Introduction
Introduction
- program (e.g.
swap
) can be effectively captured by providing logical pre/post conditions with Separation Logic - declarative – says what heap should look like before an after operation with specifying the actual operation
-
synthesis of an operation can be governed by a given specification in the same way a proof search is guided by logics
- paper goal: improve synthesizing provably correct heap-manipulating programs from a declarative functional spec. (functional-spec ==> behavioral specification)
- DSLs impose strong structural constraints on space of programs via restricted syntax or strong type system.
-
C programs lack inherent structure –> hard to eliminate options
- key ideas
- structural constraints can be recovered from program logic
- synthesis of heap-manipulating programs formulated as proof search
- usefulness…
- system must: expressive enough to verify programs with non-trivial heap manipulation
- restrictive enough to make synthesis problem tractable
- must ensure termination of possibly recursive programs
- contribution: SSL (Synthetic Separation Logic)
-
deductive set of rules which prescribe to how decompose specifications for complex programs
- SuSLik algorithm is backtracking search in space of SSL derivations
Deductive Synthesis from Separation Logic Specifications
- separation logic; assertions capture program state represented by a symbolic heap.
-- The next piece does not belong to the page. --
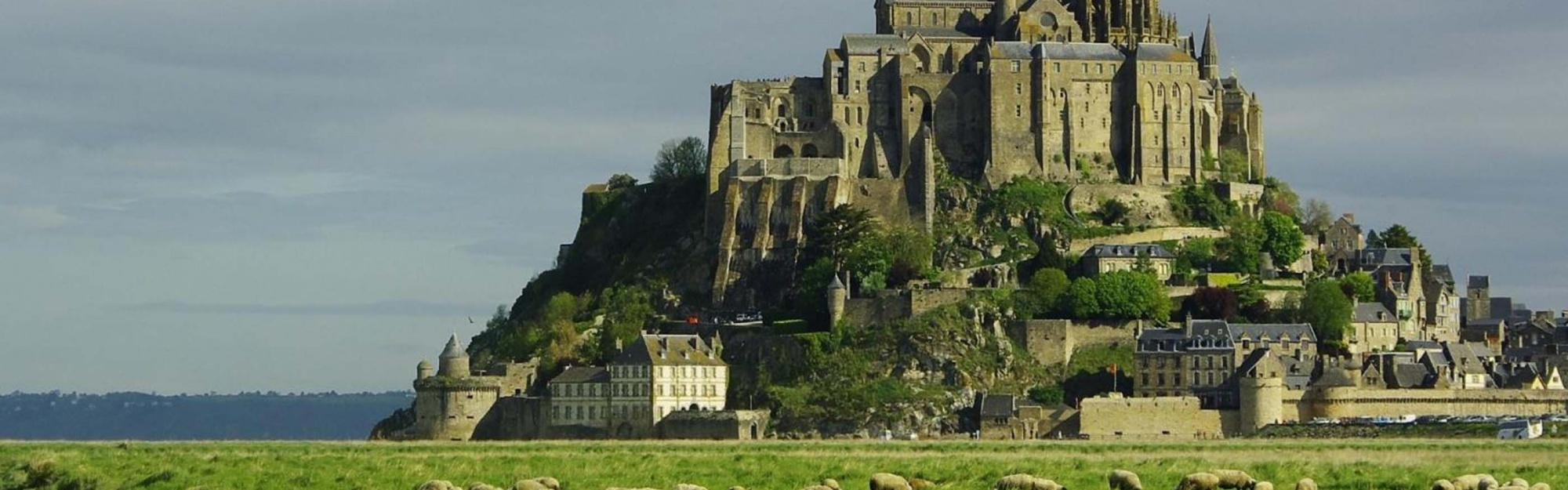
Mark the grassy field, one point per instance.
(772, 465)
- SL assetion is customarily represented as
{\phi, P}
(pure part phi, spatial part P) - “pure” part is a quantifier-free boolean formula describing constraints over symbolic values
- spatial part represented as primitive heap assertions describing disjoint symbolic heaps
- the logic doesn’t matter as long as there is a “validity oracle” and “synthesis oracle”
- other “macros”
- Vars(A) –> all variables occurring in A
- \(GV(\Gamma, P Q) = Vars(P) \ \Gamma\) –> Ghosts
- \(EV(\Gamma, P Q) = Vars(Q) \ (\Gamma \cup Vars(P))\) –> Ghosts
- synthesis goal is a triple: \(\Gamma; P \rightarrow Q\).
- \(\Gamma\) is the environment, P precondition, Q postcondition
- solution amounts to finding a program c and the derivation for the SSL assertion
- includes recursive predicate logic
- dynamic memory
Questions
Summary
This paper introduces a method for synthesizing programs based on heap (or pointer) manipulating programs that extends the specifications of separation logic. The synthesis method uses a set of pre- and post- conditions on variables within the program and then uses a proof search to synthesize the program. The main contribution of the paper is the Synthetic Separation Logic which helps generalizes the problem of moving from an initial heap state P to a final state Q. The logic incorporates many of the most common operations on heaps which gives more options for the synthesizer to build a program from. The result is a synthesizer which is capable of generating small heap-manipulating programs along with externally verifiable correctness proofs for the generated code.
Strengths
- formal verification of synthesized programs that can be independently verified
- performance..of course
- small code sizes compared to input specifications
Weaknesses
- writing constraints is non-trivial and requires knowledge of the program behavior
- limited to structurally recursive programs, or else the synthesizer will not terminate
- cannot synthesize auxiliary functions (to replace loops)
Q’s…
-
What does SuSLik use as behavioral constraints? Structural constraint? Search strategy?
- behavioral
- SL Rules –> {P} c {Q}, precondition/postconditions
- structural
- SSL grammar and assertion syntax
- search strategy
- goal-directed backtracking proof search
- Consider Frame rules in Fig. 1. This rule in general would not be sound if our programming language had mutable variables and assignment statements (such as x := 1). Why not? Give an example of a specification where it would be incorrect to apply the Frame rule in such an extended language.
If there were mutable variables or assignment statements within the logic, then programs could feasibly modify or change pointers throughout the program using that syntax.
With the frame rule, it specifies that if a pre and post-conditions are the same it can be assumed to be removed from the heap. However, if mutability is introduced then variables could be mutated later in a program which violates the assumption that the sub-programs can’t modify the pointer.
{ P } c { Q } { x -> z * y -> 5} c {x -> z * y -> z}
- Sec 5.1 introduces the invertible rule optimization. Why is the Frame rule not invertible?
According to the paper, invertible rules have the following properties:
no rule that is applicable to the original goal can become inapplicable as a result of the modification” the effect of invertible rules is to either change a ghost into a program-level variable or strengthen the precondition.
For one, the frame rule is not like the other mentioned invertible rules in that it is not strengthening the pre or post conditions. Additionally, the frame rule does not modify them in a meaningful way. You also can’t derive or work backwards easily from the frame rule because it’s hard to determine what the removed sub-heap conditions are from the original heaps.